Nature conservation is largely implemented through the identification, protection and management of sites (although in London it also includes accounting for and enhancing the built environment where possible). Land management is critical in determining the ecological quality of a site; the nature conservation interest of many sites across London has been lost through either neglect, intensification, and/or inappropriate methods, although significant improvements to many sites have taken place since the early 1990s.
Appropriate land management is required to conserve and enhance habitats and species effectively, and these often need to be finely attuned to the circumstances of the individual site – what is appropriate for woodland at one site is not necessarily the case for another. Factors such as topography, underlying geology, hydrology, history, and surrounding influences can be highly influential in determining the management that takes place. In addition, many habitats and species in London are also vulnerable to significant visitor pressures, competing uses, pets, pollution, and the impacts of many invasive non-native species.
Typical conservation techniques include coppicing and pollarding in woodland, scrub clearance, hay-cuts and grazing in grassland, controlled burning and re-seeding on heathland, and bank re-profiling and riffle creation in water courses. However, the local context of each site, and its particular conservation objectives, is key to determining the appropriate techniques to be used, which should be identified through a site management planning process.
Most conservation effort is focused on habitats, as this is usually the most effective means of conserving species.

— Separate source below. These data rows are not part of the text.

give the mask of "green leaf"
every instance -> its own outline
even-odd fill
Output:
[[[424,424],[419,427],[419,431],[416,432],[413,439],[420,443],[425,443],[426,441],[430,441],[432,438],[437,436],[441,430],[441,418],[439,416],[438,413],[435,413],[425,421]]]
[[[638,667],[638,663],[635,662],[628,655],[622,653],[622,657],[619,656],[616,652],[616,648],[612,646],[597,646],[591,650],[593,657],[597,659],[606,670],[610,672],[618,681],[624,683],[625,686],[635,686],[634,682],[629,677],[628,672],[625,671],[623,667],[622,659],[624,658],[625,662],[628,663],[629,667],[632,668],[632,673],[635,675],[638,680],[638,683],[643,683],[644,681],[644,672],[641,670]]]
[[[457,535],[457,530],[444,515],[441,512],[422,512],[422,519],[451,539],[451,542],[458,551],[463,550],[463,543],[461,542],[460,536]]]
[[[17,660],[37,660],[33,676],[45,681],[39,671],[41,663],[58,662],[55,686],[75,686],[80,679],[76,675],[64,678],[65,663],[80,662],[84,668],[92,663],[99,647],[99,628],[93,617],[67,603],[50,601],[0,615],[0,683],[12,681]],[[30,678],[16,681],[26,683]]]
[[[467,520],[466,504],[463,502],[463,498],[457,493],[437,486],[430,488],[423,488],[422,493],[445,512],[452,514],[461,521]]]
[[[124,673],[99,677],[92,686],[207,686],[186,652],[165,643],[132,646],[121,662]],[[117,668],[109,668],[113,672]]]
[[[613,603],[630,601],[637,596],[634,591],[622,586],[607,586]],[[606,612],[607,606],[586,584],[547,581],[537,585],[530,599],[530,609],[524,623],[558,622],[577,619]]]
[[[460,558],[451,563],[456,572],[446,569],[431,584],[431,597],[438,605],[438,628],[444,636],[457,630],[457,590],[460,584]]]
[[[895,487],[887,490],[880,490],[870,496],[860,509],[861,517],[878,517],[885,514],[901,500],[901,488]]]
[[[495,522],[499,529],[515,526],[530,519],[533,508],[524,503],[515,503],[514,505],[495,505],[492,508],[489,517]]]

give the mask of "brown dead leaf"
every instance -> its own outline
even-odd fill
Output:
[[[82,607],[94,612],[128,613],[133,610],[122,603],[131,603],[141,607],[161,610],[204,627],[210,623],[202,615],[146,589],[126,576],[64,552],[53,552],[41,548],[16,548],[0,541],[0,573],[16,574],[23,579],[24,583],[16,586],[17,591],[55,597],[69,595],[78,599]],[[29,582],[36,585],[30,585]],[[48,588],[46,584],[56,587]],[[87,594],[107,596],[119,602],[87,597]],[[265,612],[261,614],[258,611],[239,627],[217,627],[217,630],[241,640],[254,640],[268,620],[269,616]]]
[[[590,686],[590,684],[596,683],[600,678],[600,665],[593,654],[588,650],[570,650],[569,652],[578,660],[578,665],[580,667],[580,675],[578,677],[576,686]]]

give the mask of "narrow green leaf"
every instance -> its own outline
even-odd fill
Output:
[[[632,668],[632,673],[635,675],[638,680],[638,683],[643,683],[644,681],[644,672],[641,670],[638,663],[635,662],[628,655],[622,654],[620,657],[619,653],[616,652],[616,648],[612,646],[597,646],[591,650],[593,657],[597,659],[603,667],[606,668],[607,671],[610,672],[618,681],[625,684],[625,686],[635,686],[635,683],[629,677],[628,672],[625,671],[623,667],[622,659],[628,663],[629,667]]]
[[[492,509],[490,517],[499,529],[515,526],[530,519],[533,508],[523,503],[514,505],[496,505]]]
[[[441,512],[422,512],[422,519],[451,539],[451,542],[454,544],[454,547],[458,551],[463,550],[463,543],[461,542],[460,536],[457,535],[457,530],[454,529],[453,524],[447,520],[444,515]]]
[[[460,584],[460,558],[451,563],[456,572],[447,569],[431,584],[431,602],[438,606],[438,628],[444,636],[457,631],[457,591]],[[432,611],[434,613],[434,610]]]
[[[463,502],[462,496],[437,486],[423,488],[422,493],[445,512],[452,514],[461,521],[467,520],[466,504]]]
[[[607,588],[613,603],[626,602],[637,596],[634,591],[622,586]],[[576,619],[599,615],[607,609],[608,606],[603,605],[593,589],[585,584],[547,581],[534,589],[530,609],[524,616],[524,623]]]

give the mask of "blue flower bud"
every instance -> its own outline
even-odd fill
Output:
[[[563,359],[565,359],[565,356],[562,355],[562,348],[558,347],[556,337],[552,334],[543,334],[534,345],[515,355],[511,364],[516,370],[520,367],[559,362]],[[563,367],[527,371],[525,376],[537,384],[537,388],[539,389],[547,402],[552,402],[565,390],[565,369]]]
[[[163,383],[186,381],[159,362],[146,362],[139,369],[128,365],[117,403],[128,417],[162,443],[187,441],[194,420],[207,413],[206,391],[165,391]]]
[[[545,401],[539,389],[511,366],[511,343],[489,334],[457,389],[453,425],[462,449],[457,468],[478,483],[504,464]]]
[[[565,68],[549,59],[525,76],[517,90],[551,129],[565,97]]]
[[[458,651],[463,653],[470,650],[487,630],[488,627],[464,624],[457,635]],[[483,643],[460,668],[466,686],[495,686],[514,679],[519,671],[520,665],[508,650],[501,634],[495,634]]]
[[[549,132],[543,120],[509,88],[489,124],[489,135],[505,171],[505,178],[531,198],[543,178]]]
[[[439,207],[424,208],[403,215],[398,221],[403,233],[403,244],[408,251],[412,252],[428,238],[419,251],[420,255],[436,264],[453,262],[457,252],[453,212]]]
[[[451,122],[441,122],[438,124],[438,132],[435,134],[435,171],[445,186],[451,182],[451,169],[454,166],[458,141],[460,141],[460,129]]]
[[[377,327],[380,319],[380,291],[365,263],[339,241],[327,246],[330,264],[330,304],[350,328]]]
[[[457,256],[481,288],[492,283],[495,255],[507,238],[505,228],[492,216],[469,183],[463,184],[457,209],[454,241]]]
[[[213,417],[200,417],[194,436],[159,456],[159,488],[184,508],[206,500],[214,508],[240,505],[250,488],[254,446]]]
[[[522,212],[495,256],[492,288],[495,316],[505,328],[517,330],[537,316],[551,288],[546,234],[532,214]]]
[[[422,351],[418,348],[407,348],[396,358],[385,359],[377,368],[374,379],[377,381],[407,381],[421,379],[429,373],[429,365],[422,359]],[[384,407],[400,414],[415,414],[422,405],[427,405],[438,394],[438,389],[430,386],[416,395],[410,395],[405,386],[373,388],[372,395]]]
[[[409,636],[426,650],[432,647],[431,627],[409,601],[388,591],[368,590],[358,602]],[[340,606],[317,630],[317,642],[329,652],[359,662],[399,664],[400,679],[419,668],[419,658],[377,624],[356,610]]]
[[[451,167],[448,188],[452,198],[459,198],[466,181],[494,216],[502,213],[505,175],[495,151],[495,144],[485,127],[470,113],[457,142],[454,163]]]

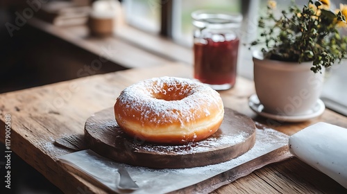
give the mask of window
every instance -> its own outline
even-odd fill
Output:
[[[123,1],[127,22],[142,30],[159,33],[162,0]]]

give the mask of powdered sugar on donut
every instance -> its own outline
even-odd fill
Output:
[[[125,107],[119,110],[123,112],[119,116],[132,116],[143,126],[179,122],[181,128],[201,116],[208,117],[208,108],[219,107],[221,100],[219,94],[208,86],[174,77],[145,80],[125,89],[117,98]]]

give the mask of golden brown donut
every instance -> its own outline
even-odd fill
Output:
[[[218,92],[204,84],[174,77],[145,80],[126,88],[114,107],[117,122],[129,135],[171,144],[210,136],[224,116]]]

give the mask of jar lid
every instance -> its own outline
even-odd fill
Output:
[[[218,10],[197,10],[192,13],[193,25],[195,26],[213,28],[237,28],[241,26],[242,15]]]

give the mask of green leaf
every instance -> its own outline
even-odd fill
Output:
[[[305,51],[305,54],[306,54],[306,55],[307,56],[307,58],[312,58],[314,56],[314,54],[313,53],[313,52],[312,51]]]

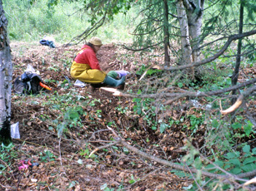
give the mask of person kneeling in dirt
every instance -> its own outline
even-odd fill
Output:
[[[125,76],[116,80],[103,71],[96,57],[96,53],[103,45],[98,37],[92,37],[77,54],[70,69],[73,78],[89,83],[93,87],[110,86],[117,87],[124,84]]]

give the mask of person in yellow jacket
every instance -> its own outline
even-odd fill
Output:
[[[116,80],[103,71],[96,57],[96,53],[103,45],[98,37],[92,37],[77,54],[70,69],[70,75],[73,78],[93,85],[107,85],[118,86],[124,84],[125,76]]]

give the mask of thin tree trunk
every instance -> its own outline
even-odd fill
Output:
[[[240,16],[239,16],[239,34],[243,33],[243,0],[241,0],[240,3]],[[232,75],[232,85],[234,86],[238,82],[238,76],[239,76],[239,68],[241,64],[241,49],[242,49],[242,38],[238,39],[238,51],[237,51],[237,57],[236,57],[236,63],[234,71]],[[235,94],[235,91],[233,91],[233,94]],[[232,102],[233,103],[235,100],[233,100]]]
[[[164,42],[164,66],[170,66],[170,56],[168,54],[168,49],[170,46],[169,42],[169,27],[168,27],[168,0],[163,0],[163,42]]]
[[[195,0],[193,2],[194,7],[189,6],[186,8],[188,22],[189,37],[191,37],[193,61],[199,61],[200,51],[198,49],[200,43],[200,35],[203,20],[203,10],[204,0]]]
[[[192,49],[189,41],[188,17],[183,1],[177,2],[177,15],[181,32],[181,44],[183,50],[183,65],[189,65],[192,63]]]
[[[13,66],[9,41],[8,38],[8,20],[0,0],[0,143],[11,140],[11,87]]]

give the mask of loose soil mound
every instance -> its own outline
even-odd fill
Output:
[[[111,93],[96,90],[90,86],[75,88],[63,86],[65,76],[74,83],[69,75],[69,67],[80,46],[50,48],[39,44],[13,43],[13,80],[23,73],[28,64],[40,72],[43,80],[53,90],[38,96],[18,96],[13,93],[12,122],[19,122],[21,139],[15,140],[18,156],[10,167],[7,177],[0,176],[2,187],[7,190],[103,190],[104,186],[123,190],[181,190],[189,184],[187,179],[180,179],[169,169],[147,161],[125,148],[111,147],[97,153],[97,159],[88,158],[88,153],[98,146],[108,144],[113,137],[107,131],[105,121],[116,125],[115,130],[133,145],[143,148],[148,153],[163,159],[173,159],[180,154],[184,135],[181,127],[160,134],[152,130],[139,115],[129,115],[126,110],[133,110],[131,99],[114,97]],[[103,71],[127,70],[131,75],[127,79],[127,88],[137,81],[134,63],[147,64],[139,54],[125,51],[114,44],[103,46],[98,53]],[[128,61],[123,62],[123,56]],[[92,120],[84,116],[83,125],[74,126],[61,139],[51,120],[59,116],[58,110],[44,105],[57,95],[78,92],[88,99],[100,100],[94,105],[84,108],[88,114],[95,115]],[[83,100],[81,100],[83,101]],[[120,109],[120,110],[121,110]],[[101,117],[97,117],[101,110]],[[64,115],[64,114],[63,114]],[[48,116],[49,120],[43,120]],[[95,121],[95,124],[92,123]],[[83,152],[83,154],[81,154]],[[39,164],[38,167],[18,171],[21,159],[30,159]]]

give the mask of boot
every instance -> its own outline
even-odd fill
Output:
[[[103,83],[110,86],[116,87],[124,84],[124,81],[125,81],[125,76],[123,76],[120,80],[115,80],[112,77],[109,77],[108,76],[106,76]]]

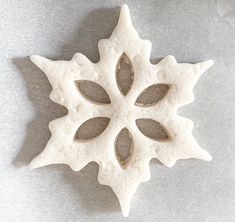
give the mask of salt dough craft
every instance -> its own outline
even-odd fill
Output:
[[[92,63],[81,53],[76,53],[70,61],[52,61],[38,55],[30,57],[53,87],[51,100],[68,109],[66,116],[50,122],[51,138],[44,151],[31,161],[30,167],[68,164],[72,170],[79,171],[95,161],[99,165],[99,183],[113,189],[122,214],[128,216],[130,201],[138,185],[150,179],[152,158],[167,167],[172,167],[179,159],[212,159],[193,138],[193,122],[179,116],[177,109],[194,100],[192,89],[213,61],[177,63],[169,55],[158,64],[151,64],[151,42],[138,36],[127,5],[121,7],[118,24],[110,38],[100,40],[98,48],[100,61],[97,63]],[[129,59],[134,73],[133,84],[126,95],[120,92],[116,83],[117,66],[123,55]],[[102,86],[111,103],[101,105],[88,101],[76,87],[76,81],[80,80]],[[168,85],[166,95],[152,106],[138,106],[135,103],[137,97],[154,84]],[[94,117],[110,118],[105,131],[88,141],[75,140],[78,128]],[[136,127],[135,121],[140,118],[161,124],[169,138],[157,141],[144,136]],[[123,128],[129,130],[134,143],[125,165],[117,158],[114,148],[115,139]]]

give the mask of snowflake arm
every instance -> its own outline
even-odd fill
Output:
[[[128,216],[131,198],[138,185],[150,179],[149,161],[157,158],[168,167],[178,159],[211,160],[192,136],[191,120],[177,115],[177,109],[193,101],[193,86],[208,69],[211,60],[197,64],[177,63],[173,56],[160,63],[150,63],[151,42],[142,40],[134,29],[129,9],[121,7],[116,28],[109,39],[98,42],[100,61],[92,63],[76,53],[70,61],[52,61],[41,56],[31,60],[48,77],[52,85],[50,98],[68,109],[68,114],[49,124],[51,138],[44,151],[30,163],[31,168],[50,164],[68,164],[73,170],[82,169],[91,161],[99,165],[98,181],[112,188],[119,199],[124,216]],[[134,81],[126,96],[116,83],[116,68],[125,54],[132,65]],[[77,89],[76,81],[89,80],[102,86],[111,104],[98,105],[87,101]],[[166,84],[164,98],[150,107],[135,104],[138,95],[151,84]],[[94,117],[110,118],[105,131],[89,141],[74,138],[77,129]],[[151,118],[160,123],[169,135],[166,141],[146,138],[136,127],[136,119]],[[114,144],[118,133],[128,128],[133,150],[127,164],[120,164]]]

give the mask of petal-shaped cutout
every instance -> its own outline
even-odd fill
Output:
[[[141,133],[154,140],[169,139],[166,129],[159,122],[152,119],[137,119],[136,125]]]
[[[107,128],[110,119],[95,117],[84,122],[77,130],[75,139],[88,140],[99,136]]]
[[[130,59],[125,53],[120,57],[116,69],[117,85],[123,95],[126,95],[134,81],[134,72]]]
[[[137,106],[151,106],[158,103],[169,90],[167,84],[155,84],[144,89],[138,96],[135,105]]]
[[[88,100],[102,104],[111,103],[108,93],[99,84],[88,80],[78,80],[75,83],[80,93]]]
[[[115,141],[115,152],[121,166],[128,162],[133,149],[133,140],[130,131],[123,128],[117,135]]]

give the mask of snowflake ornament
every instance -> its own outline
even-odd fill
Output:
[[[112,188],[123,215],[128,216],[130,201],[138,185],[150,179],[152,158],[167,167],[172,167],[178,159],[212,159],[193,138],[192,121],[177,115],[177,109],[194,100],[192,89],[213,61],[177,63],[173,56],[167,56],[158,64],[151,64],[151,42],[138,36],[127,5],[121,7],[118,24],[110,38],[100,40],[98,48],[100,61],[97,63],[80,53],[70,61],[30,57],[53,87],[51,100],[68,109],[66,116],[50,122],[51,138],[44,151],[31,161],[30,167],[68,164],[72,170],[79,171],[95,161],[99,165],[99,183]],[[129,63],[134,74],[131,89],[126,93],[120,91],[116,82],[121,61]],[[88,101],[76,85],[83,80],[102,86],[111,103],[101,105]],[[165,87],[165,94],[156,104],[141,106],[138,95],[151,85]],[[95,117],[110,119],[104,132],[86,141],[75,139],[78,128]],[[146,137],[136,127],[138,119],[156,121],[168,138]],[[119,160],[115,150],[116,137],[124,128],[133,140],[131,154],[125,162]]]

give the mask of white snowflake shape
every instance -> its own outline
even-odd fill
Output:
[[[193,138],[192,121],[178,116],[177,109],[194,100],[193,86],[213,61],[180,64],[173,56],[167,56],[158,64],[151,64],[151,42],[139,38],[127,5],[121,7],[118,24],[110,38],[100,40],[98,47],[98,63],[92,63],[80,53],[76,53],[70,61],[31,56],[53,87],[50,98],[65,106],[68,114],[50,122],[51,138],[44,151],[32,160],[30,167],[68,164],[74,171],[79,171],[95,161],[99,165],[98,181],[113,189],[123,215],[128,216],[130,201],[138,185],[150,179],[149,161],[152,158],[157,158],[167,167],[172,167],[178,159],[212,159]],[[116,67],[123,53],[129,58],[134,72],[134,81],[126,96],[120,93],[116,84]],[[102,86],[111,104],[88,102],[76,87],[75,81],[79,80],[89,80]],[[153,84],[170,86],[165,97],[153,106],[136,106],[140,92]],[[111,119],[105,131],[89,142],[75,140],[78,127],[94,117]],[[145,137],[136,127],[135,120],[140,118],[161,123],[169,139],[156,141]],[[130,131],[134,141],[125,167],[114,149],[115,138],[124,127]]]

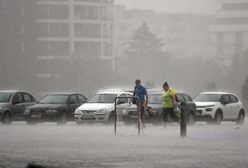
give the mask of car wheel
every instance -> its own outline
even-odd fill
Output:
[[[6,113],[3,115],[2,123],[5,124],[5,125],[11,124],[11,115],[10,115],[9,112],[6,112]]]
[[[187,122],[188,125],[193,125],[195,123],[195,118],[193,113],[188,114]]]
[[[115,122],[115,114],[114,114],[114,112],[110,113],[108,122],[109,122],[109,124],[114,124],[114,122]]]
[[[221,121],[222,121],[222,114],[219,111],[217,111],[214,116],[214,123],[220,125]]]
[[[244,124],[244,122],[245,122],[245,113],[243,110],[241,110],[238,115],[237,124]]]
[[[58,124],[59,125],[65,125],[67,123],[67,114],[65,112],[63,112],[60,117],[59,117],[59,121]]]

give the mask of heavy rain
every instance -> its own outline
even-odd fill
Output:
[[[248,167],[248,1],[0,0],[0,40],[0,167]]]

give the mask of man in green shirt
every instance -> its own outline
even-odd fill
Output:
[[[174,111],[174,107],[176,105],[176,92],[169,87],[167,82],[163,84],[163,89],[164,93],[161,98],[163,105],[163,112],[161,114],[162,121],[167,122],[168,117],[170,116],[177,122],[179,118]]]

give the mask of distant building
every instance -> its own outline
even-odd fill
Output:
[[[248,1],[218,0],[221,9],[217,23],[211,26],[216,43],[216,56],[230,64],[234,56],[243,54],[248,47]]]
[[[0,87],[66,88],[87,73],[72,71],[73,61],[93,60],[113,71],[113,3],[1,0]]]
[[[37,0],[37,59],[46,65],[91,57],[114,69],[112,6],[113,0]],[[61,75],[45,67],[38,77]]]

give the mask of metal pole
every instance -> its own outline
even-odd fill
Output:
[[[115,120],[114,120],[114,133],[116,135],[116,122],[117,122],[117,112],[116,112],[116,100],[118,99],[118,97],[115,98],[115,111],[114,111],[114,115],[115,115]]]
[[[138,109],[138,135],[140,135],[140,122],[141,122],[141,103],[140,103],[140,100],[139,98],[137,97],[136,98],[136,101],[137,101],[137,109]]]
[[[180,123],[180,135],[181,137],[187,136],[187,107],[186,102],[181,103],[181,123]]]
[[[140,118],[140,115],[141,115],[141,112],[140,112],[140,100],[138,97],[136,96],[127,96],[127,97],[116,97],[115,98],[115,107],[114,107],[114,134],[116,135],[116,123],[117,123],[117,100],[119,98],[133,98],[133,99],[136,99],[136,103],[137,103],[137,110],[138,110],[138,135],[140,135],[140,122],[141,122],[141,118]]]

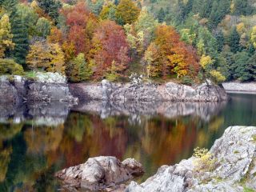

For example, conserving some waxcap fungi or skylark can be more effective by conserving acid grassland as a habitat. In London we have a highly fragmented mosaic of wildlife habitats, and therefore the emphasis on conservation is to protect and enhance these fragments, and where possible to enlarge and reconnect these. Habitat restoration targets identified by the London Biodiversity Partnership are now embedded in The London Plan, and help to determine the priorities for management on a site or in an area.
There are only a few species which require more focused interventions, and these are usually those with particular needs that cannot be met through habitat management, those that are critically endangered in London, or those subject to specific legislation, and where targeted interventions are required. In London, these include, for example, peregrine falcon, black redstart, adder, small blue butterfly, tower mustard, some orchids, Himalayan balsam and giant hogweed.
Habitat creation, through plug-planting, tree planting and re-seeding, have their role in conservation management, although in most cases this should only be considered as a last resort, or where natural regeneration is unlikely to occur or have the desired effect (for example on amenity grassland). There are justifiable concerns that resources for habitat management are harder to secure than those for tree-planting and habitat creation, and that there is a long history of sites that were created and then forgotten.
It.is recognised that some taxa are less well-catered for in conservation management, as most habitat management has largely been influenced by botanical or ornithological interests. Fungi, lichens, mosses, molluscs, many insect groups, fish and small mammals (aside from dormouse, water vole and bats) are largely been ignored in conservation management, although the Biodiversity Action Plan process has addressed this imbalance to some degree.
Conservation management on most wildlife sites in London is guided through site management plans, which aim to ensure consistency of approaches over time, and in accordance with local and national conservation objectives.